Discipline was lax in the village barracks: half the templars dropped to their knees; the rest thumped their breasts in salute. But Hamanu's will would be carried out—he caressed each and every templar's spirit with the razor edge of his wrath before he closed his eyes. The king made a similar appearance above Urik's southern gate before he blinked and brought his focus back to the cloister.
Pavek still stared at him. Though medallion conversation was inviolate, Pavek had heard the spoken commands and drawn his own conclusions.
"Commandant Javed, Great One?" he asked. "Is Urik in danger, Great One?" The other questions in Pavek's mind—Is that why you summoned me? Do you expect me to try to summon the guardian?—went unspoken, though not, of course, unheard.
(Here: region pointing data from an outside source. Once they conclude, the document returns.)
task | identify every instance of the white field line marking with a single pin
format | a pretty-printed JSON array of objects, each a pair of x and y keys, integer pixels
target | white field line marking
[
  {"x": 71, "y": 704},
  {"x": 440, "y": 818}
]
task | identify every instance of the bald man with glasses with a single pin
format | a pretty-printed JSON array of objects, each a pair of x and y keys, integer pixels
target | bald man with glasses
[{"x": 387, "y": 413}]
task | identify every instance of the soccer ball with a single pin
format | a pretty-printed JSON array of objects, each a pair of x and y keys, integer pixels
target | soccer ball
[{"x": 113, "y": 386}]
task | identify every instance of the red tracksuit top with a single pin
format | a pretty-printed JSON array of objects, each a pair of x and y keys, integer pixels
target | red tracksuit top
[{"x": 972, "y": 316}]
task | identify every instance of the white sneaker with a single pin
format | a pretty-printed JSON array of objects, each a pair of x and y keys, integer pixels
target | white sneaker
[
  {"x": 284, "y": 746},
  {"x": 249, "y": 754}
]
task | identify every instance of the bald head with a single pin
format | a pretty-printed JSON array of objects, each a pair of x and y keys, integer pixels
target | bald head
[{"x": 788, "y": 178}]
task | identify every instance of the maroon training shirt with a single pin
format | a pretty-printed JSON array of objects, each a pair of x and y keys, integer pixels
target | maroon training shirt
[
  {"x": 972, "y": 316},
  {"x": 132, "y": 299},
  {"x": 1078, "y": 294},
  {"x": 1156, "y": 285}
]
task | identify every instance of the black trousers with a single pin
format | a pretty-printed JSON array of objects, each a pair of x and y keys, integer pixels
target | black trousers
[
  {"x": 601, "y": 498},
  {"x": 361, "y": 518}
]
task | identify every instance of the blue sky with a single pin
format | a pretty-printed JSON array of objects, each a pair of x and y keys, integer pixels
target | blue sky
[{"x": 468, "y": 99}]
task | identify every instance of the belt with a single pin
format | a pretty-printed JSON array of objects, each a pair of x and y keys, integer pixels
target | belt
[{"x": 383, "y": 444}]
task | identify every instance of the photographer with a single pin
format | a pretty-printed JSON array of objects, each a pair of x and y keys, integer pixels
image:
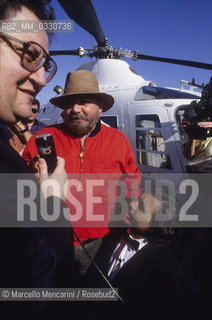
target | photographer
[{"x": 197, "y": 147}]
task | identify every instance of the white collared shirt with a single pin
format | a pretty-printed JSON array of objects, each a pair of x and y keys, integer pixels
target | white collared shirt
[{"x": 122, "y": 253}]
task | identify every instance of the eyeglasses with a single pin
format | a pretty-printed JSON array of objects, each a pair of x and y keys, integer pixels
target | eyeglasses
[
  {"x": 34, "y": 56},
  {"x": 34, "y": 110}
]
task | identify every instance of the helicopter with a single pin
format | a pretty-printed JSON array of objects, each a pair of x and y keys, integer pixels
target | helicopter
[{"x": 150, "y": 116}]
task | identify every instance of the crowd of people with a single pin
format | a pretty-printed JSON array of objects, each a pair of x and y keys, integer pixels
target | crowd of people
[{"x": 160, "y": 272}]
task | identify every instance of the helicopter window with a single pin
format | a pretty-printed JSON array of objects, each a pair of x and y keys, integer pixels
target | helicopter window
[
  {"x": 150, "y": 143},
  {"x": 157, "y": 160},
  {"x": 147, "y": 121},
  {"x": 112, "y": 121},
  {"x": 150, "y": 140},
  {"x": 179, "y": 117},
  {"x": 151, "y": 93}
]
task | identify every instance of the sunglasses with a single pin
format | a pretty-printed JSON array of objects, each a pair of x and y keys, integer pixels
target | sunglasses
[
  {"x": 34, "y": 56},
  {"x": 34, "y": 110}
]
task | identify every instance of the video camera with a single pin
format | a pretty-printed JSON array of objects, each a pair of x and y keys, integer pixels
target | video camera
[{"x": 200, "y": 112}]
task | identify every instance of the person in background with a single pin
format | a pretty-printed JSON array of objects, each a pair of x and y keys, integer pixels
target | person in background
[{"x": 138, "y": 261}]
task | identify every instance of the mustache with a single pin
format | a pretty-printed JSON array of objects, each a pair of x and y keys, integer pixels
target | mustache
[{"x": 77, "y": 117}]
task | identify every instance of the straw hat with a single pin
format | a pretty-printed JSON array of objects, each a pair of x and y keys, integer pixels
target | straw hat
[{"x": 82, "y": 83}]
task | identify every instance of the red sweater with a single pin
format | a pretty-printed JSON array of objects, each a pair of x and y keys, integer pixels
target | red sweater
[{"x": 108, "y": 152}]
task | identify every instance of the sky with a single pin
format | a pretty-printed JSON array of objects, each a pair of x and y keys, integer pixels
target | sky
[{"x": 178, "y": 29}]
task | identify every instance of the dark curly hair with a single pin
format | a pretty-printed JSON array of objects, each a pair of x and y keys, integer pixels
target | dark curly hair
[{"x": 40, "y": 8}]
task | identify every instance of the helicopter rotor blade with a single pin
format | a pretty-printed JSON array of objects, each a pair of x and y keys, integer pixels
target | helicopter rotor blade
[
  {"x": 187, "y": 63},
  {"x": 83, "y": 13},
  {"x": 64, "y": 52}
]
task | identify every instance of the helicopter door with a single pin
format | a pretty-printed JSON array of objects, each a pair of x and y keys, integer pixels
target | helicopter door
[{"x": 152, "y": 138}]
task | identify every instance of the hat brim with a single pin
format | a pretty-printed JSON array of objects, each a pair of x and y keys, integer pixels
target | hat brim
[{"x": 62, "y": 101}]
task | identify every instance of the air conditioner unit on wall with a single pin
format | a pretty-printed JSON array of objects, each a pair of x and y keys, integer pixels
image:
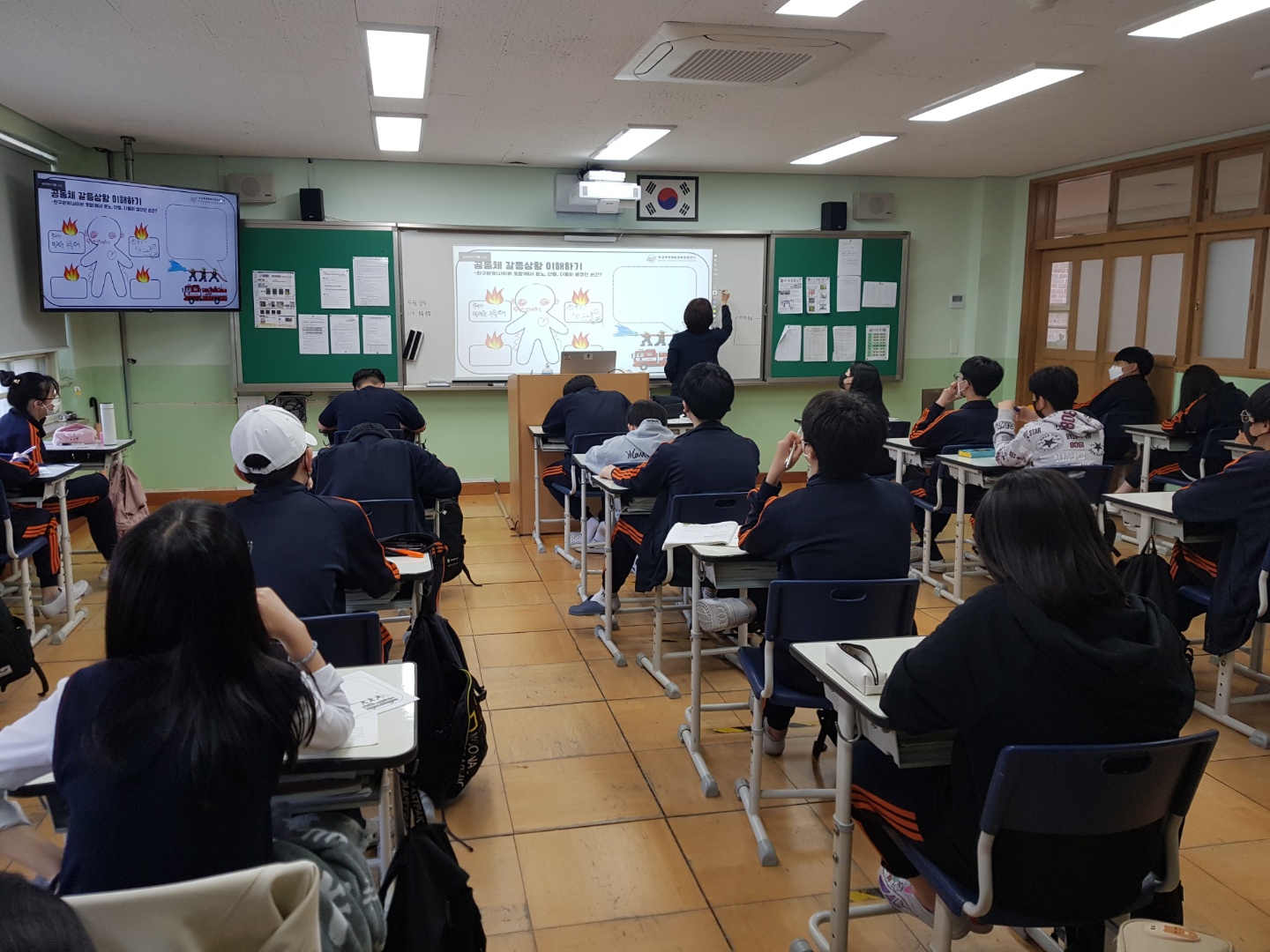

"You may judge for yourself, Pavek," Hamanu suggested, both generous and demanding. He let the human glamour fade from his eyes and, at last, the templar looked away.
There was enough time for the palace slaves to bathe Pavek with scented soaps and clothe him in finery from the king's own wardrobe. The silks skimmed Pavek's shoulders and fell a fashionable length against his arms and legs. By measurement alone, Pavek cut a commanding figure, but he had no majesty. He followed Hamanu into an audience chamber looking exactly like what he was: a common man in borrowed clothes.
The sorcerer-kings, of which Hamanu was one, had built palaces with monumental throne halls meant to belittle the mortals who entered them. Hamanu's hall had a jewel-encrusted throne that made his back ache no matter how he disguised his body. Even so, circumstance occasionally demanded that he receive supplicants in his fullest panoply, and ache. He wondered, sometimes, how the others endured it—if they knew some sleight of sorcery he'd overlooked or if they simply suffered less because they did not starve themselves and carried more flesh on their immortal bones.